How Higher Ed Can Restore Public Trust

A year of national service before, during or after college will better prepare our students to complete their degrees, secure meaningful employment and become lifelong engaged citizens, write E. Gordon Gee, Eduardo Padrón and Anthony P. Monaco.

September 1, 2017
Service Year Alliance
Work on a Habitat for Humanity project

The next generation of young Americans is in need of a change. They face unprecedented pressure to follow a defined path to success. They’re often stuck in silos, surrounded by peers who match their political ideologies, economic statuses, religions, ethnicities and races. All the while, many have grown increasingly unsure that higher education institutions have a positive impact on the country. And for those people who do view college positively, the cost of earning a college degree is often far out of reach.

As college and university presidents, it is our responsibility to ensure that students and their families view higher education as a realistic and affordable option for all students as they prepare for their futures.

This is why we’ve taken steps on our campuses to redefine the path to success by incorporating a year of national service -- a service year -- into our postsecondary education experience.

We strongly believe a year of national service before, during or after college will better prepare our students to complete their degrees, secure meaningful employment and become lifelong engaged citizens. Service years in higher education have the power to attract top talent, invigorate education, boost work-force development and pave pathways to success for graduates -- all while bridging the deep divisions in society by allowing students to spend a year serving alongside people of different backgrounds.

At West Virginia University, we have hosted Energy Express for a number of years. This past year, almost 510 AmeriCorps members worked in this summer reading and nutrition program for children living in rural communities throughout West Virginia. While these young people served more than 3,000 elementary-age children to prevent the “summer slide” with low-income youth, their own learning was enhanced as they gained valuable skills. Members can also develop unique connections between the campus and the community through The Collaborative, an AmeriCorps VISTA program that the university hosts. Through The Collaborative, we can expand our impact in several areas -- for example, disaster relief, the veteran community and engaged scholarship -- as members work with local partners to alleviate poverty.

At Miami Dade College, we’ve created the Service Year Changemaker Corps -- a peer-to-peer mentoring program that focuses on the more than 300 students at the college who are transitioning out of foster care. In addition, AmeriCorps VISTA members, both current students and alumni, have impacted the lives of tens of thousands of children through their work with South Florida’s America Reads program and have also helped create and sustain vital campus-community partnerships with the My Brother’s Keeper program, the Urban Paradise Guild, Miami Dade County Public Schools and others through service-learning initiatives. Through the college’s Single Stop program, these corps members have also been instrumental in helping low-income students get into college and graduate. Miami Dade is committed to being a leader in innovative ways to solve common challenges facing our students.

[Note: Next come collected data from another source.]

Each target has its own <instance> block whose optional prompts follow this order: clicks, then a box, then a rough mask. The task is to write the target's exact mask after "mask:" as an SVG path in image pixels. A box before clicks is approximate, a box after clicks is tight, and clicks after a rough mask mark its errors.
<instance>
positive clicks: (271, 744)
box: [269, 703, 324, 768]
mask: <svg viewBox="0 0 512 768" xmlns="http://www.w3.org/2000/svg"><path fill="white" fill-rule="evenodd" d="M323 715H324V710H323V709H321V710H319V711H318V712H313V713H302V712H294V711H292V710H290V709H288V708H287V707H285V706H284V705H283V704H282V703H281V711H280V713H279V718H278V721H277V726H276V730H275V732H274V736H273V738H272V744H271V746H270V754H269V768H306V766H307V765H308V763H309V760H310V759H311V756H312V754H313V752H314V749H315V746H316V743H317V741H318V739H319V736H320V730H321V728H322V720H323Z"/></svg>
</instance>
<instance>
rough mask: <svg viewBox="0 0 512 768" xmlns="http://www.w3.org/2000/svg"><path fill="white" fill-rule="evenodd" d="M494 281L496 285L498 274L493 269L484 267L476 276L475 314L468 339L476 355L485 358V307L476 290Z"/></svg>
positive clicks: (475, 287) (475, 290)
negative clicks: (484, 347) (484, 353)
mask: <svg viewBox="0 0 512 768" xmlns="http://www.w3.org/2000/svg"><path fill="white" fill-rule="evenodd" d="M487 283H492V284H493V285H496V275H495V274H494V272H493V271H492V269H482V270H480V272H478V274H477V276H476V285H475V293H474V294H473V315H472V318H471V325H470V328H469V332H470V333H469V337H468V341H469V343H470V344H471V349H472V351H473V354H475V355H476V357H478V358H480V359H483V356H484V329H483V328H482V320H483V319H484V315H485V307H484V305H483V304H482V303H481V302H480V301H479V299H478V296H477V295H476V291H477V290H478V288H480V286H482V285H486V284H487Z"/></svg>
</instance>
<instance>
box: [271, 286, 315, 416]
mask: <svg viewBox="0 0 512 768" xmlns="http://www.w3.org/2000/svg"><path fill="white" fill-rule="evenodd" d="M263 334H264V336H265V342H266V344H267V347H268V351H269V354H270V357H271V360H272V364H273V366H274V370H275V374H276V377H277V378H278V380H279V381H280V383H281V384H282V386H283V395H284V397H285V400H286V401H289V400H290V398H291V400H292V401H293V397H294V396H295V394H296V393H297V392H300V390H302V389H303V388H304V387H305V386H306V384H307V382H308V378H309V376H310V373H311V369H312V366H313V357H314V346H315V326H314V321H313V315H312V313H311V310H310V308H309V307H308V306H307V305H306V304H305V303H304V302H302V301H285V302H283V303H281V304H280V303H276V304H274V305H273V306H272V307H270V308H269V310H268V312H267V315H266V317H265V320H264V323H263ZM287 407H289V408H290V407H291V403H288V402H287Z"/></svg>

At Tufts University’s Jonathan M. Tisch College of Civic Life, we are studying, promoting and enhancing the value of service to young people’s academic, professional and civic development. Our 1+4 Bridge-Year Program gives accepted students the opportunity to do a year of full-time service learning in the United States or around the world before they start their studies on our campus. And the Talloires Network, founded at Tisch College, supports more than 350 higher education institutions in 75 countries across the globe in providing community-based opportunities for their students.

We’ve been witness to the power of national service to arm our students with the skills and experience they need to pave their own paths to success. Retired U.S. Army General Stanley McChrystal, chair of the Service Year Alliance, makes a strong case for empowering our next generation to serve in his book Team of Teams (Portfolio, 2015). He states that by empowering these young people to solve issues in their community, we are in turn giving them the skills and confidence they need to solve their own similar problems in their educations and future careers. We could not agree more. These service year experiences are shaping our students into more active citizens and leaders, while also making a tremendous difference in our local communities and helping our colleges and universities fulfill our commitment to better engage in those communities.

That is why we have joined more than 200 higher education leaders to call on Congress to expand national service opportunities with programs like AmeriCorps, the Peace Corps and YouthBuild. We are particularly concerned about funding for AmeriCorps, which not only supports national service opportunities like those on our campuses but also rewards students who complete their year of service with money to invest in higher education or to pay back student loans.

At a time when our students are eager to take their futures into their own hands, embracing national service on our campuses is the least we in higher education can do to deliver on our promises of providing students with the best educational opportunities possible.

We encourage all college and university leaders to follow our footsteps by signing on to our letter to Congress and joining us in calling on Congress to increase funding for AmeriCorps and other national service programs. Embracing a service year is a step in the right direction toward securing the confidence of our next generation of students.


E. Gordon Gee is president of West Virginia University. Eduardo Padrón is president of Miami-Dade College. Anthony P. Monaco is president of Tufts University.